Может, стыдно было признаться старосте, что мальчишки его избили, а может, верно, на богатея плетка — лучшая наука. Только долго-долго в постоянном страхе жил после этого Абдалла; иногда казалось, лучше бы высек его Рваная Ноздря, лучше бы стерпеть порку, чем вот так бояться выйти на люди, опускать глаза при встрече с Раджапом и ждать, ждать наказания.
Вот и сейчас с ужасом вспоминает он Рваную Ноздрю, когда речь заходит о хозяине. Не приведи аллах сказать против него худое слово, а потом дрожать, а то и, чего хуже, убираться вовсе отсюда в село — опозоренному и без денег. И как только у людей, у тех, что там внизу, смелости хватает!
— Эй, Буранов, чего сопишь, как сурок? — раздалось снизу. — Вставай, Алексей, гость у нас. Послушай, что ли.
Знает он этих гостей, наслушался. Опять начнут про царя да капиталистов. Нет уж, пусть без него. А может, послушать этого бородатого смельчака? Ишь, ученый, видать, в очках… А глазищи какие, в душу смотрят. Спускаться Абдалла не будет, а послушать, чтоб никто не видел, — это можно.
Бородач, которого рабочие называли товарищем Михаилом, разговаривал не так, как у них в Симбирской губернии; там мужики окают по-волжски, как булыжники катают, а этот говорит легко, точно река течет.
— Прошло то время, когда мы просили, вымаливали у хозяина лишнюю копейку. Теперь мы требуем, потому что есть в наших руках такое испытанное оружие, как забастовка. И не просто забастовка, а всеобщая. Это значит всем вместе в одно время бросить работу и предъявить хозяевам свои требования… Пусть рабочие всей России знают, что мы здесь, в Баку, готовы поддержать их в борьбе за свободу. Пусть знают хозяева, что мы не рабы, что мы сумеем сообща постоять за себя.
— Скажи, кто платить нам будет за эти дни? — спросил один из рабочих. Абдалла знал его: это Хачатур, армянин. Он живет в Арменикенте.
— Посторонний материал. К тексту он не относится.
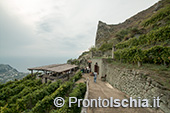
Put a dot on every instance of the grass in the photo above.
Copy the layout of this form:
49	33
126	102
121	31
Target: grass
159	73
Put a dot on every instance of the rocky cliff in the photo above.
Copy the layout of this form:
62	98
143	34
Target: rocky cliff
105	33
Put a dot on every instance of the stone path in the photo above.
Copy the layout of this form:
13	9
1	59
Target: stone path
105	91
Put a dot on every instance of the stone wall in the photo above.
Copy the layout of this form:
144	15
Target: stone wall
134	83
102	53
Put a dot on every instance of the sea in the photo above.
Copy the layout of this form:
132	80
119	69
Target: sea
22	63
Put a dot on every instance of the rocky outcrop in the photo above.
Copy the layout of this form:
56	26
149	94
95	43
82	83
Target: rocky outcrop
107	32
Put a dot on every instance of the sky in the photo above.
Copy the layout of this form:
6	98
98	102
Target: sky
42	32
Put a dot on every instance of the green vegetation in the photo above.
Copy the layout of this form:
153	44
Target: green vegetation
78	92
159	35
30	95
93	48
160	73
106	46
156	55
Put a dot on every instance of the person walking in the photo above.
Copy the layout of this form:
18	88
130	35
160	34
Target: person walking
95	76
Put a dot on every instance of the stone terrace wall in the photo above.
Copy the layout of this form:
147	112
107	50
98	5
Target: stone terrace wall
134	83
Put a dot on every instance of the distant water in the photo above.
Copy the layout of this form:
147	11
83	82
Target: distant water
22	63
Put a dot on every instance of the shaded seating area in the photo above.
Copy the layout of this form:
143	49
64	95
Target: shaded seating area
54	72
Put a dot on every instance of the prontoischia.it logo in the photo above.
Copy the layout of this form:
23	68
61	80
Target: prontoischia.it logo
59	102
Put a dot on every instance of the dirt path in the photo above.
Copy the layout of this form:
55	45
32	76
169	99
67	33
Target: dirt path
105	91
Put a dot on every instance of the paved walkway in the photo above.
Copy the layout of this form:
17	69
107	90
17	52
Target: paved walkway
105	91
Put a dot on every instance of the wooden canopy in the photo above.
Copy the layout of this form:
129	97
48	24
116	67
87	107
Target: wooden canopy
54	68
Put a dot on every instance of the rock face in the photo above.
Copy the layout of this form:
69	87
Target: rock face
107	32
8	73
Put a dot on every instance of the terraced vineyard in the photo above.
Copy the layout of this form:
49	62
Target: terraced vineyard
29	95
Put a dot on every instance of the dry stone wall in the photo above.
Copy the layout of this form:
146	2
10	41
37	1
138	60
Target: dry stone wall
134	83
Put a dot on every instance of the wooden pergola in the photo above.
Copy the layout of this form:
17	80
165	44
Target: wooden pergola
54	69
57	68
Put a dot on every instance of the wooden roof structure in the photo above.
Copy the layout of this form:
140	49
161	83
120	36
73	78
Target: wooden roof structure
54	68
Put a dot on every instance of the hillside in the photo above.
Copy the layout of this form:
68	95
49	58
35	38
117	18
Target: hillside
142	43
142	23
8	73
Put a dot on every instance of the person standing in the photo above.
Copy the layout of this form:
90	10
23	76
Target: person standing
95	77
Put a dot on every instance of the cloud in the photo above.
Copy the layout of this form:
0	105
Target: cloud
58	27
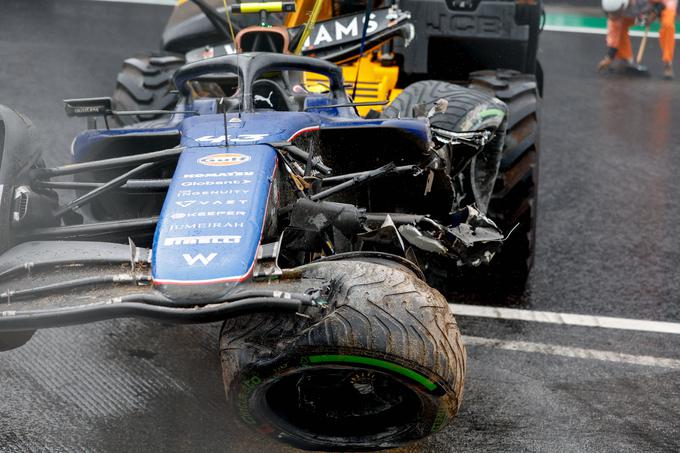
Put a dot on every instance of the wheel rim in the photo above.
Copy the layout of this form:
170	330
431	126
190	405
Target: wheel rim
355	404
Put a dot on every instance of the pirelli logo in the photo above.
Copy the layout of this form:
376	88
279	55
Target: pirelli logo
193	240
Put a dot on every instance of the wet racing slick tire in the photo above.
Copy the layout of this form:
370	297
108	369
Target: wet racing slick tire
382	365
19	153
514	201
145	83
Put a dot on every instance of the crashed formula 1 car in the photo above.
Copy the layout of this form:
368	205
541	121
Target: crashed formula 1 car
305	227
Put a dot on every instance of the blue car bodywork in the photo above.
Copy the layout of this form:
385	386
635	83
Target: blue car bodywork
212	220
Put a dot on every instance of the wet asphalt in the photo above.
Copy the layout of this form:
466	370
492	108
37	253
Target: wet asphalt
607	244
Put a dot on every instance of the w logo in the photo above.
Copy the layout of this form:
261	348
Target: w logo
191	260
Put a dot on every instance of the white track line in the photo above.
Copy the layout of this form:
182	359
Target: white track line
597	31
145	2
569	319
578	353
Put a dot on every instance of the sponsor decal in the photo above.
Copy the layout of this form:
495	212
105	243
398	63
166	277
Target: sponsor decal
216	183
187	203
193	240
202	193
183	215
223	159
219	175
205	225
268	99
220	139
339	30
191	260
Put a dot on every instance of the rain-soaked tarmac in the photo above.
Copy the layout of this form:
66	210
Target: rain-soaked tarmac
607	244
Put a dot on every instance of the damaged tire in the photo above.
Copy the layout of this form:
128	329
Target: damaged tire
514	200
145	83
381	366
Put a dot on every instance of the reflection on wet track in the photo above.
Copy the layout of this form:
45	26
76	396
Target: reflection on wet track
607	244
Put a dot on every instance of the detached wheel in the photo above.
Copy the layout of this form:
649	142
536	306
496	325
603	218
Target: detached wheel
382	366
145	83
514	200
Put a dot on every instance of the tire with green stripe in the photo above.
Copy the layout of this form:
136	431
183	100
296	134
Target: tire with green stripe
381	366
514	201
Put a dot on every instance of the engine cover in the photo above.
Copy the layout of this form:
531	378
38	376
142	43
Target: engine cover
212	220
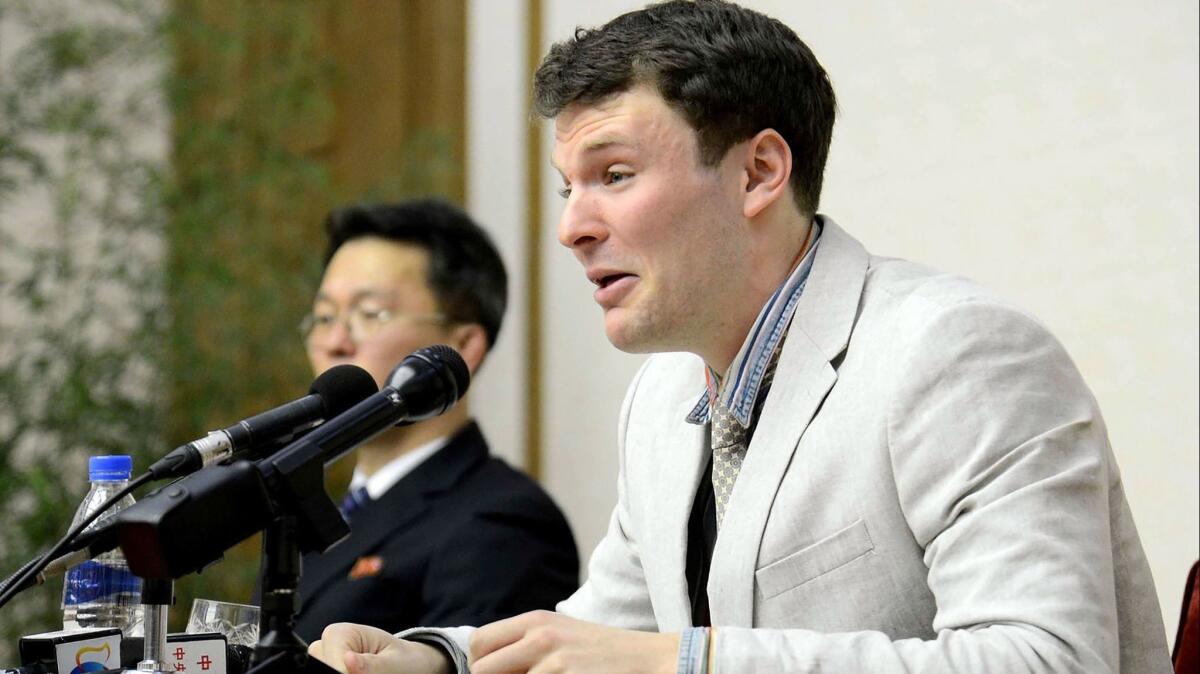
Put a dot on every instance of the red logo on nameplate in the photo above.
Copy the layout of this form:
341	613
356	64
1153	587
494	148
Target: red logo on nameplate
197	653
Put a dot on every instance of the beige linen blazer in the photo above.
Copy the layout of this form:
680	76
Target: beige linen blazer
929	489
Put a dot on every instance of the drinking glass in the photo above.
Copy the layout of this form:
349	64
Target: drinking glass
237	621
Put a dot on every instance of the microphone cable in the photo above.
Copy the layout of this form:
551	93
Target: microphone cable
27	576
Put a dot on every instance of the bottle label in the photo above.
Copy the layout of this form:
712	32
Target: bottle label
93	581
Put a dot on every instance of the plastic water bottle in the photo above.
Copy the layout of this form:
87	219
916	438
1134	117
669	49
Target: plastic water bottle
102	593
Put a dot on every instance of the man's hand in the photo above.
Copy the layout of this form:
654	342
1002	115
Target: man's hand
358	649
550	642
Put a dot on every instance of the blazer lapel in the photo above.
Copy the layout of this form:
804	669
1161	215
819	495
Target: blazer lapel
819	334
396	509
682	467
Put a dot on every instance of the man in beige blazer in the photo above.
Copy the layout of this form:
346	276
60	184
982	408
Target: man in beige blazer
928	485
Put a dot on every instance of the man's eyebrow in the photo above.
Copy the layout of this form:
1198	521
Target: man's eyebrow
597	145
366	293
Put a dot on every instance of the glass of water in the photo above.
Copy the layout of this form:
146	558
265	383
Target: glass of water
237	621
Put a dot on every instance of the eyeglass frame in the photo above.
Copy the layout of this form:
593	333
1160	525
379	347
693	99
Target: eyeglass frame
307	325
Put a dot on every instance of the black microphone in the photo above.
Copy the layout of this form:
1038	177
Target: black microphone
330	395
427	383
191	523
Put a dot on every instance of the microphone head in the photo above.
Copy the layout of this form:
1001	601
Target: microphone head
343	386
430	381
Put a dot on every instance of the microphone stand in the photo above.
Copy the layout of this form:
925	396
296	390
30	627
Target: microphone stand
156	596
280	649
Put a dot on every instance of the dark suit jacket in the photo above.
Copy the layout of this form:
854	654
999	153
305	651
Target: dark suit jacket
463	540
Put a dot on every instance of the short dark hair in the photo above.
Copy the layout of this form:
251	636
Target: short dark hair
466	275
731	72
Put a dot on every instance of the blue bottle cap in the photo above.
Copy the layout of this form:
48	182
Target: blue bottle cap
109	468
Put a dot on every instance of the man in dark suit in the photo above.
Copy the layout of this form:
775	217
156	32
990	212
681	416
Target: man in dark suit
442	534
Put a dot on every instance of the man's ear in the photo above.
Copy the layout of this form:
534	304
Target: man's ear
768	169
471	341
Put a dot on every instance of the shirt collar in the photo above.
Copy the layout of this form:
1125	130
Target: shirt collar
394	470
739	391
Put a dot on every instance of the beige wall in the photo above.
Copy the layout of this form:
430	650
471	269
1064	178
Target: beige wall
1045	149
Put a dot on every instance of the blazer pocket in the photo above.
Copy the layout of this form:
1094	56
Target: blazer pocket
820	558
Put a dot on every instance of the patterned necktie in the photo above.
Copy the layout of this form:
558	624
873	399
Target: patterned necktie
354	500
730	441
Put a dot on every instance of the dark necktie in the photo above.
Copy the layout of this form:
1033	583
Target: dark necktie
354	500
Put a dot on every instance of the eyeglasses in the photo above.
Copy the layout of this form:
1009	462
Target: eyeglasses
361	323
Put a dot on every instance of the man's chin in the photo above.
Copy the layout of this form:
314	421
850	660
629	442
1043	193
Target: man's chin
629	337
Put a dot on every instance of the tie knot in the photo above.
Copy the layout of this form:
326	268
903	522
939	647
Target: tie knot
727	431
354	500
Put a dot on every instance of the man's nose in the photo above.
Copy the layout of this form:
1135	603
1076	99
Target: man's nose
339	342
581	226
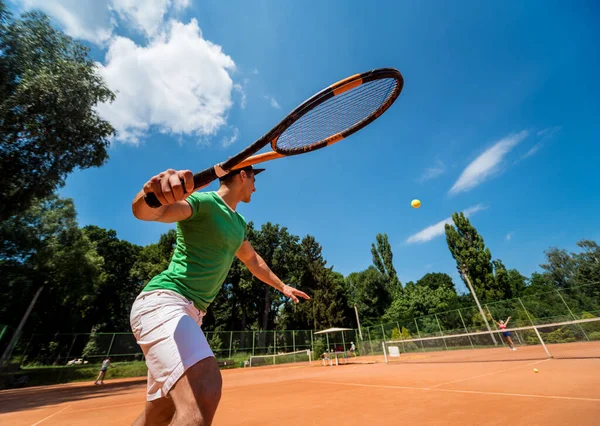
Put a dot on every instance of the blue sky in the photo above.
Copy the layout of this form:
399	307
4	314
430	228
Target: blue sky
498	118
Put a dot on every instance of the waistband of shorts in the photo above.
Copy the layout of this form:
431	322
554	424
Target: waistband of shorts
145	294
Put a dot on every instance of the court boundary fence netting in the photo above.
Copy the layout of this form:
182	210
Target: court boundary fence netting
296	357
568	339
234	348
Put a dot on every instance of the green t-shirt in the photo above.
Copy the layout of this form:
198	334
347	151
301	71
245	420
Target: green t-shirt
206	245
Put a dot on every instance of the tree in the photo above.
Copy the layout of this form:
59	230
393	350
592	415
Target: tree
44	246
560	267
433	293
49	89
468	248
371	294
154	258
328	306
383	261
118	289
517	282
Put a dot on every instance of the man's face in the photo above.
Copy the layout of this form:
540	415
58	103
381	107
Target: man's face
247	185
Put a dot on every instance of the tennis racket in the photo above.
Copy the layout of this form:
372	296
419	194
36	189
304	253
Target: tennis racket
327	117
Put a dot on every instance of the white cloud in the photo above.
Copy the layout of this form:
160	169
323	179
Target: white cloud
535	148
95	20
146	16
487	164
437	229
240	89
178	83
89	20
228	141
273	102
433	172
544	134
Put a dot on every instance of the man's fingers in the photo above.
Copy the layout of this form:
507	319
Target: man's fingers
176	187
302	294
166	189
188	178
156	188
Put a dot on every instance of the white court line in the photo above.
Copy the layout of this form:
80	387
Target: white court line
51	415
109	407
457	391
489	374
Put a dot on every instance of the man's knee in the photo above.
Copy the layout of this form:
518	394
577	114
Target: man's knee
198	392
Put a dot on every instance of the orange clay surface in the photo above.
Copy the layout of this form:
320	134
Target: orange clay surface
564	392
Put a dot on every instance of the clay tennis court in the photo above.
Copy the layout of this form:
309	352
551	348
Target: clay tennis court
565	391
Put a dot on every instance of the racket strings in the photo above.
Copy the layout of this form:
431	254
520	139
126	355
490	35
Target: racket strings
337	114
327	120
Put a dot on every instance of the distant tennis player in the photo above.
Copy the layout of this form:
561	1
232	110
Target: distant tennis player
184	381
502	326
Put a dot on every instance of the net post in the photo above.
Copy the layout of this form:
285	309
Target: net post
71	348
526	311
466	331
542	341
419	334
111	343
384	352
441	332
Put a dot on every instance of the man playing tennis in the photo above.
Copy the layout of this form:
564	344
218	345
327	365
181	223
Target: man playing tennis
184	380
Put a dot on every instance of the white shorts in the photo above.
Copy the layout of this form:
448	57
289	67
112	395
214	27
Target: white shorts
167	327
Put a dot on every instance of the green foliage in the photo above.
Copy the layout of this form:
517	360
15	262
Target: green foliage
431	294
489	279
319	347
371	293
383	260
49	90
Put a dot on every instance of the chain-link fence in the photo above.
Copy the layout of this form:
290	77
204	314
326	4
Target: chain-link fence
573	303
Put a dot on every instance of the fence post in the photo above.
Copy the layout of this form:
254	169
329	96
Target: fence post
572	315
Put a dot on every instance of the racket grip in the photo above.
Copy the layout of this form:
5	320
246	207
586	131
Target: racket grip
153	202
201	180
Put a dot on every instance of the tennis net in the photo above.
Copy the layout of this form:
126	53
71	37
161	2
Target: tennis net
298	357
570	339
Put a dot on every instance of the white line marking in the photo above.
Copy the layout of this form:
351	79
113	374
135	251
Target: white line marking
458	391
108	407
51	415
489	374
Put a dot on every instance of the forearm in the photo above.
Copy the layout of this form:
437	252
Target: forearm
262	271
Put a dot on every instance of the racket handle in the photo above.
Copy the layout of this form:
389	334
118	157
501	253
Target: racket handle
201	180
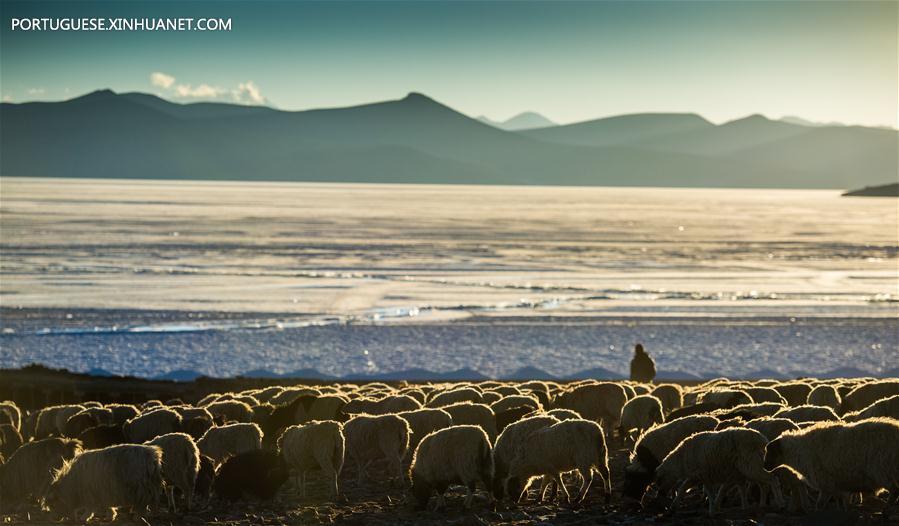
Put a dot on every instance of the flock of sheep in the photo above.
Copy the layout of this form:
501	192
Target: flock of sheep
796	445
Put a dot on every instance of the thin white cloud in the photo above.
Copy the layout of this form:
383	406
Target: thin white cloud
157	78
203	91
248	93
245	92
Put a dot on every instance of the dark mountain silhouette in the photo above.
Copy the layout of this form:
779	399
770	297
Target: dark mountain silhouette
886	190
418	140
523	121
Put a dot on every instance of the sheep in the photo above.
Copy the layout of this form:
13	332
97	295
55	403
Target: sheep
640	413
671	396
180	465
10	440
127	475
749	411
148	426
655	444
423	422
219	443
384	406
513	401
600	403
85	419
807	413
258	473
454	455
29	470
11	414
205	479
230	410
725	398
795	393
824	395
761	395
122	413
196	426
101	436
370	437
467	413
564	446
886	407
48	420
772	427
564	414
866	394
509	416
464	394
508	445
318	444
716	459
839	459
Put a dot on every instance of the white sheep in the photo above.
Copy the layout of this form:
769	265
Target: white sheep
156	422
795	393
220	443
384	406
639	414
454	396
468	413
511	401
671	396
28	472
888	407
424	421
761	395
509	443
180	465
866	394
455	455
655	444
599	402
825	395
561	447
51	420
318	444
231	411
370	437
840	459
716	459
807	413
772	427
128	475
723	398
10	413
122	413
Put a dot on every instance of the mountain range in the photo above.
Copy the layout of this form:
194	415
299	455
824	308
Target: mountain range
527	120
419	140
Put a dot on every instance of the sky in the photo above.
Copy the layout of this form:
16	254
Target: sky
570	61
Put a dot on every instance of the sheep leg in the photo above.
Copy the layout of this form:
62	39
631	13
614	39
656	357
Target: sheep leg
587	475
607	481
303	483
469	496
545	482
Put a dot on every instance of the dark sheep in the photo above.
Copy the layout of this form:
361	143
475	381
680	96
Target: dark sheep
101	436
258	474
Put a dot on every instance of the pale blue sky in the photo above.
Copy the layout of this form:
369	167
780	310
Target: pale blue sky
571	61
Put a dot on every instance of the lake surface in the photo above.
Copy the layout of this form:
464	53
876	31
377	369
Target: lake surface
282	277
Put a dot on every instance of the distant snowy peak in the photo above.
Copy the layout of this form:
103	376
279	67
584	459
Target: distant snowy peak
527	120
Мальчишка еще, не больше двадцати ему. А поди ж ты — правильный вопрос. Пока бастуешь — на работу не ходишь. Что же тебе тогда запишут в расчетную книжку?
— С этого мы наши требования и начнем: за время забастовки должны платить, как за рабочее время. Никто не должен быть рассчитан или арестован за забастовку»
Хорошо бы, если так, да только не согласятся они.
— Не скрою, станут сопротивляться. И тут уж все будет зависеть от нашей организованности. Если рабочие твердо постоят за свое, некуда будет деться хозяевам.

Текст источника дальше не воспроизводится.